Di tengah badai otomatisasi dan kemajuan kecerdasan buatan (AI), percakapan publik kita mengeras menjadi dua kubu yang saling menyalak tapi jarang saling mendengar.Â
Kubu pertama percaya bahwa kemajuan teknologi adalah keniscayaan. Mereka melihat manusia sebagai spesies adaptif: dulu dari batu ke besi, dari mesin uap ke microchip, sekarang tinggal menyesuaikan lagi. Kubu kedua---yang lebih filosofis---mempertanyakan arah semua ini. Mereka bicara tentang nilai manusia, keunikan kesadaran, dan hilangnya makna kerja.
Tapi ada satu sudut yang nyaris luput dari perhatian kedua kubu: martabat manusia bukan sekadar masalah "pekerjaan yang hilang" atau "kesadaran yang tak tergantikan". Martabat manusia juga soal rasa dihargai ketika tidak lagi dibutuhkan.
**
Kita terlalu sering mengaitkan martabat manusia dengan kerja. "Orang yang tidak bekerja akan kehilangan harga diri," begitu kita percaya. Tapi pernyataan ini sendiri mengandung bias modern yang tidak kita sadari. Seolah-olah manusia hanya berharga sejauh dia bisa memproduksi. Seolah makna hidup bergantung pada gaji, target kuartalan, dan jam kerja.
Padahal, dalam sejarah umat manusia, kerja bukan selalu pusat identitas. Di banyak kebudayaan tradisional, orang dihormati karena kebijaksanaan, karena peran dalam komunitas, karena waktu yang mereka luangkan untuk orang lain---bukan semata karena profesi mereka.

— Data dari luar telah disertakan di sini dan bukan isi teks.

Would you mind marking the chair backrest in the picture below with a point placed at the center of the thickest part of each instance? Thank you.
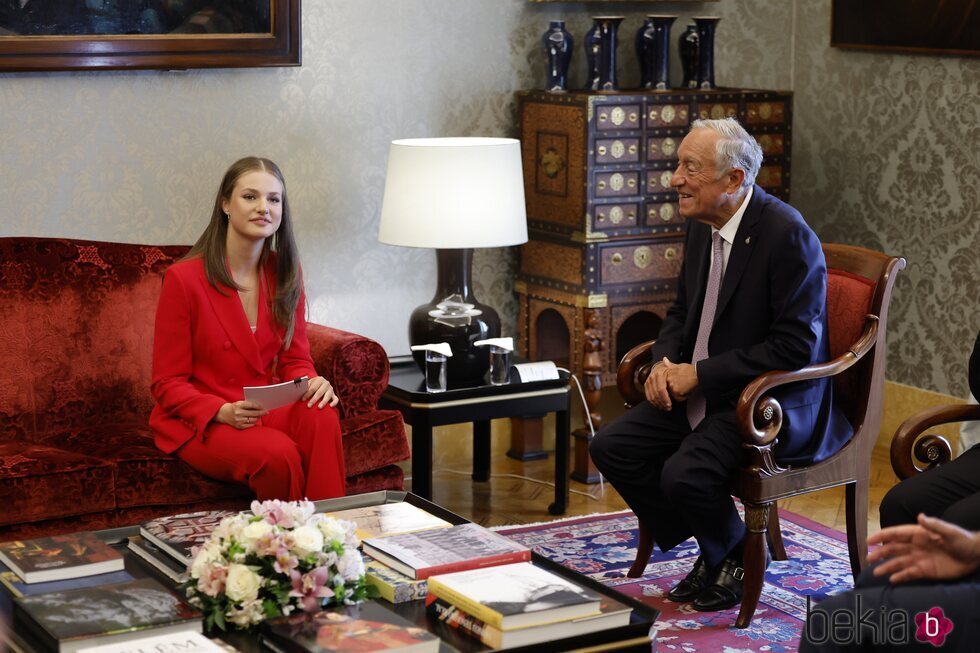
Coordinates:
(859, 282)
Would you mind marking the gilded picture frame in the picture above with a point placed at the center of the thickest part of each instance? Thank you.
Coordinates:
(58, 35)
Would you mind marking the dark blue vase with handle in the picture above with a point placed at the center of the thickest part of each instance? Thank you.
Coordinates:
(706, 50)
(558, 47)
(688, 47)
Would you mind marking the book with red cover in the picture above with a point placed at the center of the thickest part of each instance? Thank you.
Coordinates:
(179, 535)
(423, 554)
(60, 557)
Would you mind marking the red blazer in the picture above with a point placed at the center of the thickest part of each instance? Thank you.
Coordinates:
(204, 352)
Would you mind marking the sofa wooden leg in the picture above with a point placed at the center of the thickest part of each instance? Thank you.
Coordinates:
(756, 521)
(644, 548)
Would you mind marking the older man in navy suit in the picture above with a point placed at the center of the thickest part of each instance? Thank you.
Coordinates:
(751, 297)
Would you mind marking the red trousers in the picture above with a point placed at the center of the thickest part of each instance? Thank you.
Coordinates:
(293, 453)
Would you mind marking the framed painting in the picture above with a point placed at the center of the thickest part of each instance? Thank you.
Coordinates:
(39, 35)
(915, 26)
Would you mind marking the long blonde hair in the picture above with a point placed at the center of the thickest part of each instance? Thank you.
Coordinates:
(211, 247)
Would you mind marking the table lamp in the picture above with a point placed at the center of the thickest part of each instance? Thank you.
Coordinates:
(454, 194)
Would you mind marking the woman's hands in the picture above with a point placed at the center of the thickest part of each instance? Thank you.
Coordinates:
(320, 393)
(931, 549)
(241, 414)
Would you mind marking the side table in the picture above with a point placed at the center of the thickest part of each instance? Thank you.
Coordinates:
(477, 404)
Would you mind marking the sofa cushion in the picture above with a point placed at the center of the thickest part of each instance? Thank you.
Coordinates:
(44, 482)
(373, 440)
(144, 475)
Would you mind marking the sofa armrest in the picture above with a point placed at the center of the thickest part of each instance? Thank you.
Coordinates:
(356, 366)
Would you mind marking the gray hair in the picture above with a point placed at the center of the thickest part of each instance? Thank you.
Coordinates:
(735, 149)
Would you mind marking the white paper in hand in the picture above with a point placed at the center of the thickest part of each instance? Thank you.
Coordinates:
(275, 396)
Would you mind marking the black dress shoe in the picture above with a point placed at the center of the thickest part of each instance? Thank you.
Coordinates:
(692, 585)
(724, 589)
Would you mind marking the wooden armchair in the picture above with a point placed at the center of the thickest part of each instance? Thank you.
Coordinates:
(859, 289)
(912, 452)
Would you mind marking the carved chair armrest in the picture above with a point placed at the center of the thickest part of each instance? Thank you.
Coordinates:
(931, 449)
(759, 417)
(633, 372)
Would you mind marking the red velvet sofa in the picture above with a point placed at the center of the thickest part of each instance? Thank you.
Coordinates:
(76, 335)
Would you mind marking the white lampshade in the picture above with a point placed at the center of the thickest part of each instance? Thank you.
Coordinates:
(454, 193)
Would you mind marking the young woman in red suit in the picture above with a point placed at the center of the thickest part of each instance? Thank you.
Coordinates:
(232, 314)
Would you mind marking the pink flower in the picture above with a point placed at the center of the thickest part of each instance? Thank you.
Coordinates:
(285, 561)
(311, 588)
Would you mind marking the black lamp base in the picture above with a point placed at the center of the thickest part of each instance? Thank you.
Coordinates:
(455, 316)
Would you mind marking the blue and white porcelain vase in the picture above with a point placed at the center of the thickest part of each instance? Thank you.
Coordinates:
(558, 45)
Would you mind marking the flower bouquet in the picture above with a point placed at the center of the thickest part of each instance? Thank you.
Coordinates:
(279, 558)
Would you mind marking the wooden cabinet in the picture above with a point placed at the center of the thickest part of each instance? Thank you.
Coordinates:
(605, 238)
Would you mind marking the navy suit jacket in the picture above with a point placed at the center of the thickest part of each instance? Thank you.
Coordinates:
(771, 315)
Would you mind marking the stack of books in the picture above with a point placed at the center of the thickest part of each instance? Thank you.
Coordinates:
(519, 605)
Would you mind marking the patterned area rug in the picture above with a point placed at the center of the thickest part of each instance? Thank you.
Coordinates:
(603, 547)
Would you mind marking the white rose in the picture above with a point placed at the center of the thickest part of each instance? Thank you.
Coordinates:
(242, 583)
(253, 533)
(306, 540)
(351, 565)
(207, 554)
(332, 530)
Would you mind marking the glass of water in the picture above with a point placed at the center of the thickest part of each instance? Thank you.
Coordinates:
(499, 365)
(435, 371)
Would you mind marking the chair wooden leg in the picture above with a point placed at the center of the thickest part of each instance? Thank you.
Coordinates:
(644, 548)
(856, 505)
(775, 534)
(756, 521)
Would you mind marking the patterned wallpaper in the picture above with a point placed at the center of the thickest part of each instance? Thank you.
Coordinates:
(883, 152)
(887, 155)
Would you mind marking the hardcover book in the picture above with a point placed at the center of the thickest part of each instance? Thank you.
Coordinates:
(179, 535)
(156, 558)
(613, 614)
(60, 557)
(184, 641)
(389, 519)
(73, 619)
(422, 554)
(393, 586)
(514, 596)
(364, 627)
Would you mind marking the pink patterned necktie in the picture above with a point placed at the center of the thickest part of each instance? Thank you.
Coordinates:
(696, 402)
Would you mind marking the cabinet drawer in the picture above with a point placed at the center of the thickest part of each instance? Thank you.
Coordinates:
(617, 150)
(667, 115)
(617, 184)
(658, 181)
(765, 113)
(662, 148)
(617, 116)
(612, 216)
(659, 214)
(643, 262)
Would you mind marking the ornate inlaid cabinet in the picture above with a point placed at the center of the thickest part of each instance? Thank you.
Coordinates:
(605, 239)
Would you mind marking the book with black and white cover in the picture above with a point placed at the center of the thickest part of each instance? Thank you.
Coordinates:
(422, 554)
(364, 627)
(179, 535)
(612, 614)
(389, 519)
(73, 619)
(183, 641)
(156, 558)
(514, 596)
(60, 557)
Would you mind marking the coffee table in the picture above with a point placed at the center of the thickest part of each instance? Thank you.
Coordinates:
(478, 404)
(638, 635)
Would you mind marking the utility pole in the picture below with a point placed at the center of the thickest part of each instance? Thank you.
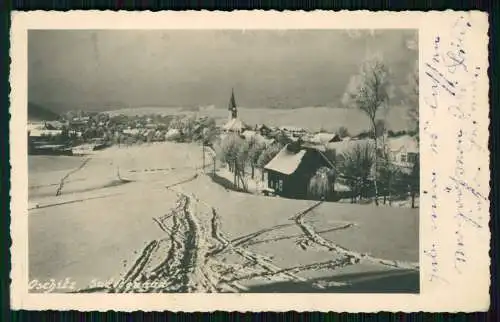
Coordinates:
(203, 153)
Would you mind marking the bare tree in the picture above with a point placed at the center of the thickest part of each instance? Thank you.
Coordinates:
(342, 132)
(369, 91)
(355, 166)
(412, 96)
(266, 156)
(321, 184)
(228, 152)
(255, 150)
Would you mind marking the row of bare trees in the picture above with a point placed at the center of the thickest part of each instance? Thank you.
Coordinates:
(239, 153)
(370, 91)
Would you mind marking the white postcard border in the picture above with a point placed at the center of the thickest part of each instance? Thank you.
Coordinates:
(444, 290)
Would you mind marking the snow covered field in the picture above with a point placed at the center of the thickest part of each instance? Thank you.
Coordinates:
(147, 219)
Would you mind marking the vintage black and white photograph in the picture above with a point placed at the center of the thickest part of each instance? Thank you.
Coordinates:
(223, 161)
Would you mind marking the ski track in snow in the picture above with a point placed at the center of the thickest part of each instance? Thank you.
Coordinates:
(63, 179)
(196, 243)
(318, 239)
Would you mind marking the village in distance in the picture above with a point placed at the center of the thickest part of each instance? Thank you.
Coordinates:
(206, 199)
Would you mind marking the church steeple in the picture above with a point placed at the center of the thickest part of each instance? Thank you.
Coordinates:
(233, 112)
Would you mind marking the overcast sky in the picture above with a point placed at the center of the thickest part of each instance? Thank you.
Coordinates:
(100, 69)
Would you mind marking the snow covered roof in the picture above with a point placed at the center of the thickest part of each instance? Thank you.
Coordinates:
(324, 138)
(346, 145)
(249, 135)
(405, 143)
(235, 125)
(286, 161)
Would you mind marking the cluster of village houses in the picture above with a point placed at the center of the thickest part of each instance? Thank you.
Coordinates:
(287, 174)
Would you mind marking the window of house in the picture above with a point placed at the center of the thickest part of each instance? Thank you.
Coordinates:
(412, 157)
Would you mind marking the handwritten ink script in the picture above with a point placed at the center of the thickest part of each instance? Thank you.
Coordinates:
(454, 75)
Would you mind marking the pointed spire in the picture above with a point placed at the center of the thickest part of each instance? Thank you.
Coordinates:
(232, 105)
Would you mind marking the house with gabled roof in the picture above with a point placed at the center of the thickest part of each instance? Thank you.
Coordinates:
(290, 171)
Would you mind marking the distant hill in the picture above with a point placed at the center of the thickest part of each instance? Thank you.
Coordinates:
(39, 113)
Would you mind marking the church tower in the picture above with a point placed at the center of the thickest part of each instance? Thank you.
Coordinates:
(233, 112)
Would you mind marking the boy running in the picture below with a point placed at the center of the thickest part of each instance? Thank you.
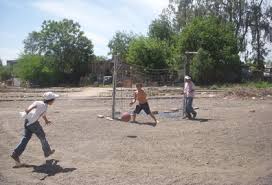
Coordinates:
(141, 97)
(32, 126)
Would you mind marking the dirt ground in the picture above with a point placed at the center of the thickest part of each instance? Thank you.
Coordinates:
(229, 144)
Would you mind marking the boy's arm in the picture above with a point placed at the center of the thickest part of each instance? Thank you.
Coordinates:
(46, 120)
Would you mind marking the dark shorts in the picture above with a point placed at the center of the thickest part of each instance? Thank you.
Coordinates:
(140, 107)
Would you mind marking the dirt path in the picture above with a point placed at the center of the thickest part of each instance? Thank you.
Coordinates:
(230, 144)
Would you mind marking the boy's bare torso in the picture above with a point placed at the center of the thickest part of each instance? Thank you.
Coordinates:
(141, 96)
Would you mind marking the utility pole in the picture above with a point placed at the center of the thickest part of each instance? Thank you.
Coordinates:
(114, 85)
(187, 53)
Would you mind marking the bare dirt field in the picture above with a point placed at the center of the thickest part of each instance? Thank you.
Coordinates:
(229, 144)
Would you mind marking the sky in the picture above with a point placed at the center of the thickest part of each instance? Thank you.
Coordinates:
(99, 19)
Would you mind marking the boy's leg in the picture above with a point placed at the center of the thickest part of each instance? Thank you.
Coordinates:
(38, 130)
(190, 107)
(136, 111)
(22, 145)
(148, 112)
(153, 117)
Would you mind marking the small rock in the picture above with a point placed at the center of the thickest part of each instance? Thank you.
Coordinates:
(174, 109)
(100, 116)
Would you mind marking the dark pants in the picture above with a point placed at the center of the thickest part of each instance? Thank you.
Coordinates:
(189, 105)
(37, 129)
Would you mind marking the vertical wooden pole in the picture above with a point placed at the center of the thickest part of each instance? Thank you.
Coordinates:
(184, 96)
(114, 86)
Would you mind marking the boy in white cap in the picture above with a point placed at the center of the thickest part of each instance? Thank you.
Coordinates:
(32, 126)
(189, 91)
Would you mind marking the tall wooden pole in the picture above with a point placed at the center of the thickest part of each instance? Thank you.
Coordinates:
(114, 85)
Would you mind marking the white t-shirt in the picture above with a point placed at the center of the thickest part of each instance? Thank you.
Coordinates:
(35, 114)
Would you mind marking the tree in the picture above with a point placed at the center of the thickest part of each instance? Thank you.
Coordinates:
(36, 70)
(120, 42)
(63, 42)
(150, 53)
(260, 31)
(5, 73)
(161, 28)
(219, 43)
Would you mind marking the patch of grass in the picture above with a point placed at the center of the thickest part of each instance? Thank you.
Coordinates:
(258, 85)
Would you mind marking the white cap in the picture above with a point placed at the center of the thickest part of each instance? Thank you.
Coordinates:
(50, 96)
(187, 77)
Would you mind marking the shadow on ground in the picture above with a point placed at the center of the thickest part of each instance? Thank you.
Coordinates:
(49, 168)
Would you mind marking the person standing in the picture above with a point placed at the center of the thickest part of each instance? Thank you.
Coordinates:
(32, 126)
(189, 91)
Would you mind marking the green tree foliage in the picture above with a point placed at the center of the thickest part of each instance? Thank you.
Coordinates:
(36, 70)
(161, 28)
(251, 20)
(63, 42)
(120, 42)
(5, 73)
(219, 43)
(150, 53)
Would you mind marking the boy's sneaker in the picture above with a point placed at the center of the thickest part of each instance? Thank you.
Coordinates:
(194, 115)
(15, 158)
(50, 153)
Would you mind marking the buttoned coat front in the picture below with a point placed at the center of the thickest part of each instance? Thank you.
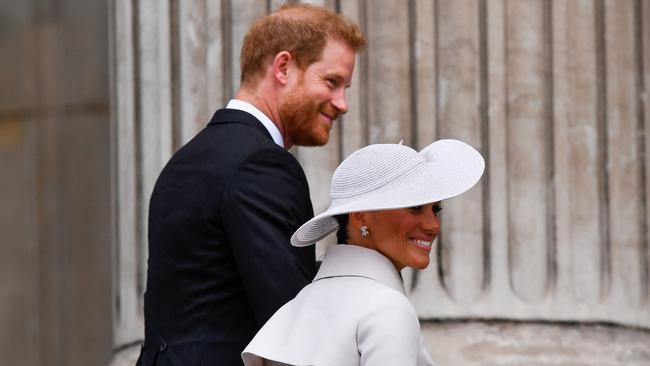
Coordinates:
(354, 313)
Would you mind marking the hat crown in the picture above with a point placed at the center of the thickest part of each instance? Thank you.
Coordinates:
(371, 168)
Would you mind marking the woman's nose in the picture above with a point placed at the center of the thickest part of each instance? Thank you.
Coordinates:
(431, 222)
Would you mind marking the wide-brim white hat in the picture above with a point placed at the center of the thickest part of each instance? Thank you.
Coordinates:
(391, 176)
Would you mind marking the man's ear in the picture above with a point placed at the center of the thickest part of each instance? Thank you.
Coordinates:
(280, 67)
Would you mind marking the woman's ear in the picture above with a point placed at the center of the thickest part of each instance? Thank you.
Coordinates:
(358, 219)
(280, 67)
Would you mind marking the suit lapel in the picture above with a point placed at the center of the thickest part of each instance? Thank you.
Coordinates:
(236, 116)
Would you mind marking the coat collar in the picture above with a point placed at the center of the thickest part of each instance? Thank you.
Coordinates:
(356, 261)
(226, 115)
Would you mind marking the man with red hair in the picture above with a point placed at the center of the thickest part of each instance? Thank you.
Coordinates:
(225, 206)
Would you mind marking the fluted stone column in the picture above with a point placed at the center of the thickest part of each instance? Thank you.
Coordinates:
(546, 261)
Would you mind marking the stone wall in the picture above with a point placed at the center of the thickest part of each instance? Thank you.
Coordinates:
(54, 183)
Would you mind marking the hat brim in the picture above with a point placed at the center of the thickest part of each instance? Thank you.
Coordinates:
(452, 168)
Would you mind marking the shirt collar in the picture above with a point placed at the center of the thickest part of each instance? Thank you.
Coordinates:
(354, 260)
(263, 118)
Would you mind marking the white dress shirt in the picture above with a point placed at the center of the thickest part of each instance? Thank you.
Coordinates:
(266, 121)
(353, 313)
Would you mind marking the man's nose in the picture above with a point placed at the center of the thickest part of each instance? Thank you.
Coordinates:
(339, 102)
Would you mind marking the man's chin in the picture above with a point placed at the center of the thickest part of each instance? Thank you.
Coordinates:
(313, 140)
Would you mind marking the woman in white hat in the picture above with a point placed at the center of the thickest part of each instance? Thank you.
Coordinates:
(385, 201)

Pertanyaannya: apakah kita punya keberanian membayangkan kembali nilai manusia di luar definisi "produktif" versi pasar tenaga kerja?
**
AI tidak hanya menggeser profesi---ia menggeser cara kita mengukur keberhargaan. Ketika ChatGPT bisa menulis artikel, DALL-E bisa membuat desain, dan robot Boston Dynamics bisa menggantikan pekerjaan logistik, maka bukan cuma lowongan kerja yang terancam. Yang goyah adalah asumsi psikologis kolektif kita: bahwa kita istimewa karena hanya manusia yang bisa melakukan hal-hal itu.
Dan ketika kita tahu bahwa kita tak lagi istimewa dalam banyak hal, lalu di mana kita menempatkan diri?